Experiencing the Holocaust Museum

A friend and I experienced the Holocaust Museum today. That’s really the only way to describe it. For the hours that you are there you are transformed and the amount of emotions that you go through is hard to describe. Sight, sound, smell, touch…you experience the plight of the Jews in so many ways.

I came away feeling:

shocked
disgusted
disbelieving
amazed
in awe
heart broken
fascinated
sickened
etc.
etc.
etc.

A child’s cup, decorated so cutely with cartoon characters – this is what touched me the most.

It was taken from one of the children as he or she was stripped of all possessions before being taken into a concentration camp. On display were hundreds of those possessions: shoes, combs, silverware, thermoses, suitcases… That cup though. I couldn’t take it.

There was a picture of a family that had been massacred on the street, their bodies photographed and left for everyone to see. Lying next to her family, probably Ashlyn’s age, an innocent little girl. I broke down.

How the whole thing could even happen is shocking, unbelievable and the worst kind of horrible.
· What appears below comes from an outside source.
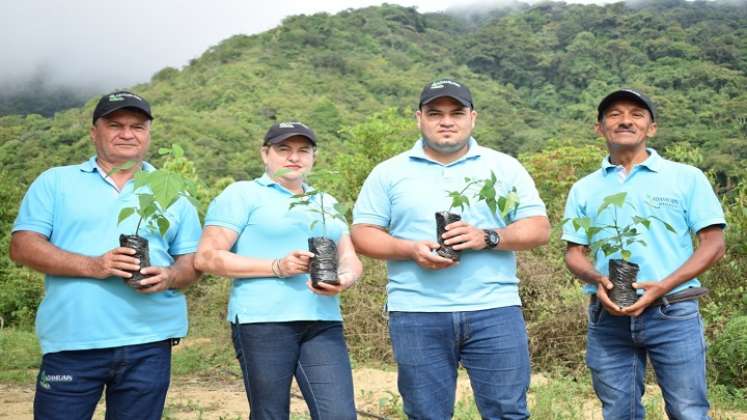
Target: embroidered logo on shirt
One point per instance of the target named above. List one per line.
(658, 202)
(46, 380)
But how one human being could do to a child what was done to all 6 million people is somehow even worse.

In the Hall of Remembrance was this verse:

Only be careful, and watch yourselves closely
so that you do not forget the things your eyes have seen
or let them slip from your heart as long as you live.
Teach them to your children and to their children after them.
Deuteronomy 4:9

Published by NotSoSAHM

I'm a photographer and homeschooler Dream = travel blogger. We move around every couple of years. That's fine, I love seeing different parts of our great country and the world. Great things: Jesus, traveling, photography, eating, sewing, scrapbooking, reading, shopping...not necessarily in that order.

3 thoughts on “Experiencing the Holocaust Museum

  1. I was fortunate enough to spend half of my childhood years living in Europe. When we read The Diary of Anne Frank, we were lucky enough to go on a field trip to see her home. As part of a vacation in Munich, my parents took us to the concentration camp in Dachau. The Holocaust and WWII are such an emotional part of our human history, on so many levels, for so many reasons.
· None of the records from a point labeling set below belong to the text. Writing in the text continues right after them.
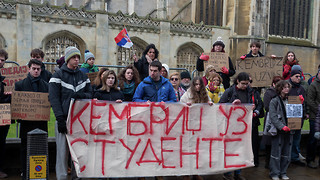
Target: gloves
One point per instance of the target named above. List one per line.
(317, 135)
(301, 98)
(285, 128)
(204, 57)
(78, 95)
(224, 70)
(62, 124)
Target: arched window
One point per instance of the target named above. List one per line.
(125, 54)
(187, 56)
(55, 44)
    This past September, 30 years after my experiences, I had the incredible opportunity to take my oldest, my 13-year-old son, on a two week trip with me to Europe. I remembered what Anne Frank’s house was like as a teenager his age, but I was not prepared for the emotion that hit me, or for the depth that it struck in my heart, to experience Anne Frank’s house as a parent, especially the parent of a child her age.

    Thank you so much for sharing your experience. I hope that mankind never fails to forget the horrors of that time in history and that we never experience anything like it again.

    1. We lived for four years in Stuttgart. I loved it. We were able to get up to Amsterdam once and toured Anne Frank’s hideout. I never went to Dachau. Europe is so beautiful now, it’s hard to imagine the destruction and death.